Early Years in Australia

Hugh Ramsay was born in Glasgow on May 25th 1877. He was the fourth son of nine children. The family soon moved to Australia, and because of his father’s business acumen, soon prospered. The family home was built in Essendon and named Clydebank.

The Scottish Protestant values of hard work, thrift and sobriety were imbued in all the children, and religion played an important role in the family. Throughout his short life Ramsay returned to his family for affection and support, and many of his best paintings are of family members.

Ramsay attended a local grammar school and excelled, being made Dux of the school in 1891. Rather than following his father into commerce, or attending university, Ramsay studied art. This was an unusual decision, especially as the family fortunes were threatened by the 1890’s depression and the collapse of the banks.

In 1894, aged sixteen, Ramsay joined the National Gallery School.

This school was dominated by two teachers with very different approaches to art. Bernard Hall was strict and unapproachable and he believed in the time-tested academic methods; a student started by sketching plaster models before progressing to an analytical understanding of shape, colour and form.

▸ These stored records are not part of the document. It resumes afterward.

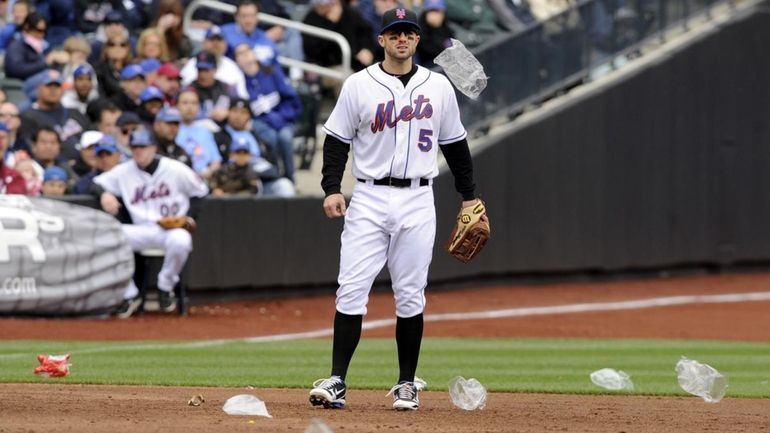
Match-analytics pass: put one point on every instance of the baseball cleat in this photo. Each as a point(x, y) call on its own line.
point(405, 396)
point(128, 307)
point(329, 393)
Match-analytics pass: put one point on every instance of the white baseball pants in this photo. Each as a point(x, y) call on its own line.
point(176, 242)
point(393, 225)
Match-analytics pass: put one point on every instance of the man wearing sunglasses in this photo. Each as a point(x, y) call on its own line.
point(29, 54)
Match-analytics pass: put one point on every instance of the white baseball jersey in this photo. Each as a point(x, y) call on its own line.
point(148, 197)
point(395, 130)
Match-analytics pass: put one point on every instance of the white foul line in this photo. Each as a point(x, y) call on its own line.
point(476, 315)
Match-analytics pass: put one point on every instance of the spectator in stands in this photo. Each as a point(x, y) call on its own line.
point(245, 31)
point(54, 182)
point(166, 128)
point(48, 112)
point(79, 51)
point(512, 15)
point(196, 140)
point(152, 45)
point(333, 15)
point(106, 119)
point(91, 14)
point(113, 28)
point(275, 107)
point(46, 152)
point(9, 116)
point(263, 159)
point(11, 181)
point(150, 103)
point(28, 54)
point(472, 21)
point(146, 206)
point(106, 155)
point(115, 57)
point(237, 176)
point(168, 81)
point(372, 11)
point(87, 159)
point(214, 95)
point(26, 168)
point(132, 84)
point(435, 34)
point(150, 68)
point(83, 90)
point(19, 12)
point(126, 124)
point(288, 41)
point(227, 70)
point(169, 22)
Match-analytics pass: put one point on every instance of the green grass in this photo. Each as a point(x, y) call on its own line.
point(516, 365)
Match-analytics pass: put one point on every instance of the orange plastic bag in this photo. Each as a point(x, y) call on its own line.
point(53, 365)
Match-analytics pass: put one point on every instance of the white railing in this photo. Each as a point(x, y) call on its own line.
point(271, 19)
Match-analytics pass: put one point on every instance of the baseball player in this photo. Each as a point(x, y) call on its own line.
point(152, 187)
point(395, 115)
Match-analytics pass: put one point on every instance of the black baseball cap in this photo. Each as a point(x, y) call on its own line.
point(240, 103)
point(399, 17)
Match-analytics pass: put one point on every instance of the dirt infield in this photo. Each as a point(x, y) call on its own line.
point(81, 408)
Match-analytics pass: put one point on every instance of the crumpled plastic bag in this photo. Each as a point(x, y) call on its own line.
point(245, 404)
point(318, 426)
point(701, 380)
point(614, 380)
point(53, 365)
point(467, 394)
point(463, 69)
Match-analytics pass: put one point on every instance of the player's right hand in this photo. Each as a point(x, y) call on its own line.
point(110, 203)
point(334, 205)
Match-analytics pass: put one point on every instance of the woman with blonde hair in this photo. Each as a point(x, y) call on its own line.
point(115, 56)
point(168, 21)
point(152, 45)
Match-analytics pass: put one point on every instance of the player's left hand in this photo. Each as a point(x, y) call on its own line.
point(467, 203)
point(334, 205)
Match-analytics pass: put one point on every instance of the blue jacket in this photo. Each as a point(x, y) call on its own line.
point(273, 99)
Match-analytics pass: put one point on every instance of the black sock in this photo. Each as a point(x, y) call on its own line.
point(347, 333)
point(408, 339)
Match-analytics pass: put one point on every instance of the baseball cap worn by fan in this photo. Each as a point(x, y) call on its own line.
point(106, 144)
point(205, 60)
point(168, 115)
point(84, 69)
point(239, 144)
point(434, 5)
point(168, 70)
point(55, 173)
point(140, 137)
point(399, 17)
point(130, 72)
point(150, 93)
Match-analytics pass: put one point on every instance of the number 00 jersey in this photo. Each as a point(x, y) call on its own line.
point(395, 131)
point(148, 197)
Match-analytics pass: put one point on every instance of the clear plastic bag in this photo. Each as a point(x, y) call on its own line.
point(245, 404)
point(463, 69)
point(467, 394)
point(701, 380)
point(614, 380)
point(318, 426)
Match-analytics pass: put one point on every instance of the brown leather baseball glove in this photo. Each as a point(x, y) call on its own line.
point(470, 234)
point(178, 222)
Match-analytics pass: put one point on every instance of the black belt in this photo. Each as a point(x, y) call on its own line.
point(398, 183)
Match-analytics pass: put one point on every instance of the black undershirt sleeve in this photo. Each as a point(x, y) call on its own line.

Frederick McCubbin was friendly and more atune to what was happening in the Australian art scene. Some of his paintings are now seen as the major examples of Australian Impressionism, and so he reflected the new national pride and appreciation of the Australian landscape.

Ramsay also studied anatomy and this helped him later when painting portraits.

It is significant that Hall seems to have had much more influence than McCubbin on Ramsay’s later work. Hall showed Ramsay how the tonal range of painters such as Whistler and Manet developed from the seminal figure, Velasquez. This Spanish painter was to have the most profound effect on Ramsay’s approach to painting.

Ramsay won awards for his painting, and was expected to win the Travelling Scholarship; this would have paid for his travel to Paris.

When he left the Gallery School in 1897 Ramsay set up a studio in Flinders St Melbourne. He also shared a very basic dwelling in Eltham, then a more substantial house in the same suburb.

Taking students was one way to pay his way, and although the number of students was disappointing, he met Lischen Muller. She was fourteen.

Ramsay used her as a model for his painting Consolation, inspired by the Keats poem Hyperion. She later became his fiancée.

Ramsay again missed winning the Travelling Scholarship, and an acquaintance arranged for a raffle of some of Ramsay’s works.

Using this money Ramsay left Australia on September 14th 1900.